Custom Processes#

You can customize Neofuzz’s behaviour by making a custom process.

Under the hood every Neofuzz Process relies on the same two components:

  • A vectorizer, which turns texts into a vectorized form, and can be fully customized.

  • Approximate Nearest Neighbour search, which indexes the vector space and can find neighbours of a given vector very quickly. This component is fixed to be PyNNDescent, but all of its parameters are exposed in the API, so its behaviour can also be altered at will.

The Character N-gram Process#

The default process in Neofuzz is the character n-gram process, and it relies on vectorizing the text in such a manner, that n-grams become the different features of the text. Plus if you want you can apply a tf-idf weighting scheme, which makes more specific features (features with more variance) more important, and you can choose a distance measure.

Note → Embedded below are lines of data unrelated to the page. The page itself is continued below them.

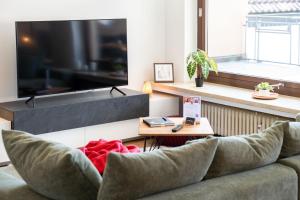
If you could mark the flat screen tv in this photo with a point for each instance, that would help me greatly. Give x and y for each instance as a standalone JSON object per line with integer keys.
{"x": 66, "y": 56}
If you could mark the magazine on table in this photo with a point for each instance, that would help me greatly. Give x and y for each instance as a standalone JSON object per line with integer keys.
{"x": 158, "y": 121}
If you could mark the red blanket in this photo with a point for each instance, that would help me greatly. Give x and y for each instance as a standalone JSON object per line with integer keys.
{"x": 97, "y": 151}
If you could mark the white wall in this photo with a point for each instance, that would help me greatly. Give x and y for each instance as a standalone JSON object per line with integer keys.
{"x": 181, "y": 34}
{"x": 146, "y": 32}
{"x": 225, "y": 27}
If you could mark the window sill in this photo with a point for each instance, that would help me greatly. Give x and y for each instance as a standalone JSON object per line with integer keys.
{"x": 280, "y": 72}
{"x": 285, "y": 106}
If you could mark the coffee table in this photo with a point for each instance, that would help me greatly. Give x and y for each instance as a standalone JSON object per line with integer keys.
{"x": 192, "y": 131}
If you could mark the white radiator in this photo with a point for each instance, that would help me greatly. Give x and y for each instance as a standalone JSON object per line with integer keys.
{"x": 228, "y": 121}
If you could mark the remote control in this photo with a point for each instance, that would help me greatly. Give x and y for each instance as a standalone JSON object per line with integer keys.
{"x": 177, "y": 128}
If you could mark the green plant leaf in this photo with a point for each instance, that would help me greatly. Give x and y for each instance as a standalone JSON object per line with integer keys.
{"x": 200, "y": 58}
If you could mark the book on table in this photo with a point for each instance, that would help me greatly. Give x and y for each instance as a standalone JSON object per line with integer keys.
{"x": 158, "y": 121}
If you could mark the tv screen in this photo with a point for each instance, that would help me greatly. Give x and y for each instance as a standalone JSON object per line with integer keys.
{"x": 66, "y": 56}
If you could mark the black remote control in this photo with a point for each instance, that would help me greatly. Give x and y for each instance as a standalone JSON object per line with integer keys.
{"x": 177, "y": 128}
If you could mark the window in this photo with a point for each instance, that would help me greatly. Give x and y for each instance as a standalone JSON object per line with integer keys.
{"x": 254, "y": 41}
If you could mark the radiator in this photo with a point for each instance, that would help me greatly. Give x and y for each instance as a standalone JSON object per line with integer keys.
{"x": 228, "y": 121}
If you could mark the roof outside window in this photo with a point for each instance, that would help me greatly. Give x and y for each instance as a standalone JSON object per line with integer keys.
{"x": 273, "y": 6}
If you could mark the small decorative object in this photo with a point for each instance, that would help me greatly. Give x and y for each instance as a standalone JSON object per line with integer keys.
{"x": 163, "y": 72}
{"x": 147, "y": 88}
{"x": 190, "y": 120}
{"x": 192, "y": 108}
{"x": 265, "y": 91}
{"x": 200, "y": 62}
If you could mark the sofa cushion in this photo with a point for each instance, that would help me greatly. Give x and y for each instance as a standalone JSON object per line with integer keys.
{"x": 293, "y": 162}
{"x": 52, "y": 169}
{"x": 291, "y": 140}
{"x": 129, "y": 176}
{"x": 241, "y": 153}
{"x": 272, "y": 182}
{"x": 12, "y": 188}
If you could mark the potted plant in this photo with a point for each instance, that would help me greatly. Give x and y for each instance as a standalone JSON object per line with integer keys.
{"x": 200, "y": 62}
{"x": 264, "y": 89}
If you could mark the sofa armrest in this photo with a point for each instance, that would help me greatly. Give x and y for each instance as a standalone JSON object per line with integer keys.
{"x": 12, "y": 188}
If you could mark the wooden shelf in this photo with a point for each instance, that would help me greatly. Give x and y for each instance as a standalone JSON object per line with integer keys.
{"x": 285, "y": 106}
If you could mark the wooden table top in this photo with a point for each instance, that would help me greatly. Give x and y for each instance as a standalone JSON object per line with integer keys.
{"x": 202, "y": 129}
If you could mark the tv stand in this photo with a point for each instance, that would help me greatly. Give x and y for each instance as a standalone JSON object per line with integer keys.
{"x": 115, "y": 88}
{"x": 32, "y": 98}
{"x": 70, "y": 111}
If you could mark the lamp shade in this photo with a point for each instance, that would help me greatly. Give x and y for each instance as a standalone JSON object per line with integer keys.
{"x": 147, "y": 88}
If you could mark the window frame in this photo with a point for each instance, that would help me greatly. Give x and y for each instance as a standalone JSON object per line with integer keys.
{"x": 237, "y": 80}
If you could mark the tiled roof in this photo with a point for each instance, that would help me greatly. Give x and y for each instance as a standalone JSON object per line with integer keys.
{"x": 273, "y": 6}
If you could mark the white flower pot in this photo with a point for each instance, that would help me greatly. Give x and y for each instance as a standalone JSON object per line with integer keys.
{"x": 264, "y": 92}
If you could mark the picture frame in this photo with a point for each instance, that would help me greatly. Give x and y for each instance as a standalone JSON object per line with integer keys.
{"x": 163, "y": 73}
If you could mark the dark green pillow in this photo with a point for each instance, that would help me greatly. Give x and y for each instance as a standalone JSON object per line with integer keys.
{"x": 291, "y": 140}
{"x": 131, "y": 176}
{"x": 241, "y": 153}
{"x": 52, "y": 169}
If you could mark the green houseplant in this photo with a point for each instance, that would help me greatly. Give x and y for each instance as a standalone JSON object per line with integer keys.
{"x": 200, "y": 62}
{"x": 264, "y": 89}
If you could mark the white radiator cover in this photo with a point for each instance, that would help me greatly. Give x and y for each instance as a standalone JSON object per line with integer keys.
{"x": 227, "y": 121}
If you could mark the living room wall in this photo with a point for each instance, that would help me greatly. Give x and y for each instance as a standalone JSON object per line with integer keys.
{"x": 146, "y": 32}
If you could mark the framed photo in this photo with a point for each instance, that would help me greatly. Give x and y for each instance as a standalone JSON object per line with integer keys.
{"x": 163, "y": 73}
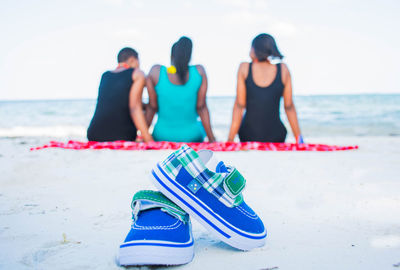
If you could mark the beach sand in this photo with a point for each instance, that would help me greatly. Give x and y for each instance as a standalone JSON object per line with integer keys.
{"x": 66, "y": 209}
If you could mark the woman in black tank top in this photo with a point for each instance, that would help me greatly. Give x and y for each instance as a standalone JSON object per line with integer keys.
{"x": 119, "y": 113}
{"x": 112, "y": 119}
{"x": 261, "y": 121}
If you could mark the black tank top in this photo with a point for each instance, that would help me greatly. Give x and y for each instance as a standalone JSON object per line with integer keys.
{"x": 261, "y": 121}
{"x": 112, "y": 119}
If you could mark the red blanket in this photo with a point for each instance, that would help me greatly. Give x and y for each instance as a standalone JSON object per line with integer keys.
{"x": 217, "y": 146}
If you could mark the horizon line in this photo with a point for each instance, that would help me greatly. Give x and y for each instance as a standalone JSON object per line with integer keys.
{"x": 209, "y": 96}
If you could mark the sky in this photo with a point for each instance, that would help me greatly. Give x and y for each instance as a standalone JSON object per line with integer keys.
{"x": 59, "y": 49}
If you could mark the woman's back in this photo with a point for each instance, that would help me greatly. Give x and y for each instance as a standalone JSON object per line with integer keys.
{"x": 177, "y": 115}
{"x": 262, "y": 119}
{"x": 112, "y": 120}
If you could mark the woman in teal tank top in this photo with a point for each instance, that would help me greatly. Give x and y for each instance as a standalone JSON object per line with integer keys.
{"x": 178, "y": 95}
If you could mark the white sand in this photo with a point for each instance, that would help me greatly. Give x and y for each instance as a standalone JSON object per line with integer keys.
{"x": 332, "y": 210}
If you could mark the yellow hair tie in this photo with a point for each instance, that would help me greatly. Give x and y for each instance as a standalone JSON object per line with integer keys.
{"x": 171, "y": 69}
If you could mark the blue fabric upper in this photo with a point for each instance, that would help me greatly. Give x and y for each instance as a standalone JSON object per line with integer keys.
{"x": 154, "y": 224}
{"x": 242, "y": 216}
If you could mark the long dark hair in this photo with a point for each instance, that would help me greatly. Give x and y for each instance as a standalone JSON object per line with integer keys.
{"x": 264, "y": 46}
{"x": 181, "y": 53}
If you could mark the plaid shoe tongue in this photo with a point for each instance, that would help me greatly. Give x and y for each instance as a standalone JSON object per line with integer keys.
{"x": 212, "y": 163}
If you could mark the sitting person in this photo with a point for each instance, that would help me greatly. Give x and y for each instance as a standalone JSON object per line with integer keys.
{"x": 119, "y": 111}
{"x": 178, "y": 95}
{"x": 260, "y": 86}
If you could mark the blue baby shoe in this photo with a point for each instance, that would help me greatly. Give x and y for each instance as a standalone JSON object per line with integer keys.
{"x": 160, "y": 234}
{"x": 211, "y": 193}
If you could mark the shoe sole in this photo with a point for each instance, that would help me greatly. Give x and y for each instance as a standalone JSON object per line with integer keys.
{"x": 155, "y": 253}
{"x": 221, "y": 228}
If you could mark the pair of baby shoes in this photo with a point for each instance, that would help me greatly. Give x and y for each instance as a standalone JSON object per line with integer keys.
{"x": 191, "y": 184}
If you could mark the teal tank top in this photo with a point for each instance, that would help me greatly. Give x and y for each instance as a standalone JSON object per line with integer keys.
{"x": 178, "y": 120}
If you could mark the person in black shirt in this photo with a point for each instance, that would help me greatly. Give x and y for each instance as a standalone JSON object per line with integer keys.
{"x": 119, "y": 111}
{"x": 261, "y": 85}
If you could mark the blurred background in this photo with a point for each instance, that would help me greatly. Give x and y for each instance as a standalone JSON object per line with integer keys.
{"x": 343, "y": 56}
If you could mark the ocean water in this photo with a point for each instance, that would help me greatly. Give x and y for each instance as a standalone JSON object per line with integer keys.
{"x": 319, "y": 116}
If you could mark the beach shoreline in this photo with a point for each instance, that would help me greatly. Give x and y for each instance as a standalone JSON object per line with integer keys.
{"x": 67, "y": 209}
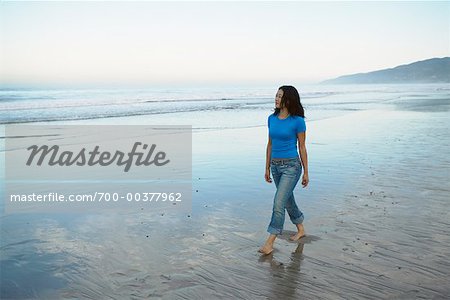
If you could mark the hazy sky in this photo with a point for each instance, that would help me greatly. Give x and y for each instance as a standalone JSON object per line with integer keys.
{"x": 164, "y": 43}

This behaviour is desirable when you have texts that are farily short, don’t contain many words, and you don’t want to rely on semantic content.

This piece of code I literally took from the library itself because it’s only nine lines.

from neofuzz import Process
from sklearn.feature_extraction.text import CountVectorizer, TfidfVectorizer

def char_ngram_process(
    ngram_range: Tuple[int, int] = (1, 5),
    tf_idf: bool = True,
    metric: str = "cosine",
) -> Process:
    if tf_idf:
        vectorizer = TfidfVectorizer(ngram_range=ngram_range, analyzer="char")
    else:
        vectorizer = CountVectorizer(ngram_range=ngram_range, analyzer="char")
    return Process(vectorizer, metric=metric)

We use scikit-learn’s built-in vectorizer classes, because they already did a great job implementing these. If you want to know more about what these do, you should check out scikit-learn’s docs.

Words as Features#

If you’re more interested in the words/semantic content of the text you can also use them as features. This can be very useful especially with longer texts, such as literary works.

from neofuzz import Process
from sklearn.feature_extraction.text import TfidfVectorizer

 # Vectorization with words is the default in sklearn.
 vectorizer = TfidfVectorizer()

 # We use cosine distance because it's waay better for high-dimensional spaces.
 process = Process(vectorizer, metric="cosine")

Subword Features (New in 0.2.0)#

You might want to utilize subword features in your pipelines, that are a bit more informative than character n-grams. A good option for this is to use a pretrained tokenizer from a language model!

Here’s an example of how to use a Bert-type WordPiece tokenizer for vectorization:

from neofuzz import Process
from neofuzz.tokenization import SubWordVectorizer

 # We can use bert's wordpiece tokenizer for feature extraction
 vectorizer = SubWordVectorizer("bert-base-uncased")

 process = Process(vectorizer, metric="cosine")

Dimensionality Reduction#

You might find that the speed of your fuzzy search process is not sufficient. In this case it might be desirable to reduce the dimensionality of the produced vectors with some matrix decomposition method or topic model.

Here for example I use NMF (excellent topic model and incredibly fast one too) too speed up my fuzzy search pipeline.

from neofuzz import Process
from sklearn.feature_extraction.text import TfidfVectorizer
from sklearn.decomposition import NMF
from sklear.pipeline import make_pipeline

# Vectorization with tokens again
vectorizer = TfidfVectorizer()
# Dimensionality reduction method to 20 dimensions
nmf = NMF(n_components=20)
# Create a pipeline of the two
pipeline = make_pipeline(vectorizer, nmf)

process = Process(pipeline, metric="cosine")